You are viewing a plain text version of this content. The canonical link for it is here.
Posted to general@xml.apache.org by Jacob Kjome <ho...@visi.com> on 2006/04/04 05:49:34 UTC

how do I detect internal subset when part of external subset?

If I have a document that looks like this...
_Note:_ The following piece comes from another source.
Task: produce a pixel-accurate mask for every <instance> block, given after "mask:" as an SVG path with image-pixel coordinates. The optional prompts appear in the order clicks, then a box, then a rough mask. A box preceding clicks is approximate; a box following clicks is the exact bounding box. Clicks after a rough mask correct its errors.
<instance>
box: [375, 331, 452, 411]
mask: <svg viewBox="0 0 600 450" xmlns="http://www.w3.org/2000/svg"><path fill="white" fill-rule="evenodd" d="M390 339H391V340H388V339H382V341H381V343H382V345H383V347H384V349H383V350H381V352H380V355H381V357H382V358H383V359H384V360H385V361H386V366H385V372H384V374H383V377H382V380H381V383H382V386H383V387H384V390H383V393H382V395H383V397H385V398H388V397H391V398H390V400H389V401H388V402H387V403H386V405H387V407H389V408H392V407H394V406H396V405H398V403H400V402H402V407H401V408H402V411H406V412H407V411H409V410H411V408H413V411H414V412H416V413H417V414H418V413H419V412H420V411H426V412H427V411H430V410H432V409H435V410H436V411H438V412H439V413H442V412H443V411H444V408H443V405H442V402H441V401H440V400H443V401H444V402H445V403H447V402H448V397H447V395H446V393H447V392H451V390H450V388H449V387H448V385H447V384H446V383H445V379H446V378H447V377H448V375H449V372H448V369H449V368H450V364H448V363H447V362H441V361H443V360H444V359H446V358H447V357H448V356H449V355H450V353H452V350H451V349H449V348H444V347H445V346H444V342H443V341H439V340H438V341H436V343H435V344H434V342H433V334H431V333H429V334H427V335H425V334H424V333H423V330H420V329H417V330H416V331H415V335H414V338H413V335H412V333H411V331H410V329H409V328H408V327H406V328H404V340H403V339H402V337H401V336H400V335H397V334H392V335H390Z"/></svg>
<?xml version="1.0" encoding="UTF-8"?>
<!DOCTYPE DIALOG SYSTEM "VoxML.dtd" [
	<!ENTITY ServletURL 'http://127.0.0.1:8080'>
]>
<DIALOG BARGEIN="N">
	<STEP NAME="init" PARENT="init">
		<PROMPT>Greeting for &ServletURL;</PROMPT>
		<INPUT TYPE="HIDDEN" NAME="Action" VALUE="launchEmailApplication"/>
		<INPUT TYPE="NONE" 
NEXT="&ServletURL;/servlet/VoxSurf.Architecture.VoxML.VxsVoxMLApplicationServlet"/>
	</STEP>
</DIALOG>


How do I tell the internal subset apart from the external 
subset?  Normally I'd do...

public void doctypeDecl(String rootElement, String publicId, String 
systemId, Augmentations augs) throws XNIException {
         if (publicId == null && systemId == null) {
             fProcessingState = PROCESSING_INTERNAL_SUBSET;
             fInternalSubset = new StringBuffer();
         } else {
             fProcessingState = PROCESSING_EXTERNAL_SUBSET;
         }
}

However, in this case, the System Id is not null, so I default to the 
extenal subset processing state.  In the other DTD event methods, I 
check which state I'm in and only append to the internal subset 
buffer when I'm in the internal subset processing state.  If I build 
a document from this, the output excludes the <!ENTITY> declaration 
inside what is, really, the internal subset.  Thus, parsing of the 
resulting document fails because the document references 
"&ServletURL;", but the <!ENTITY> declaration does not exist.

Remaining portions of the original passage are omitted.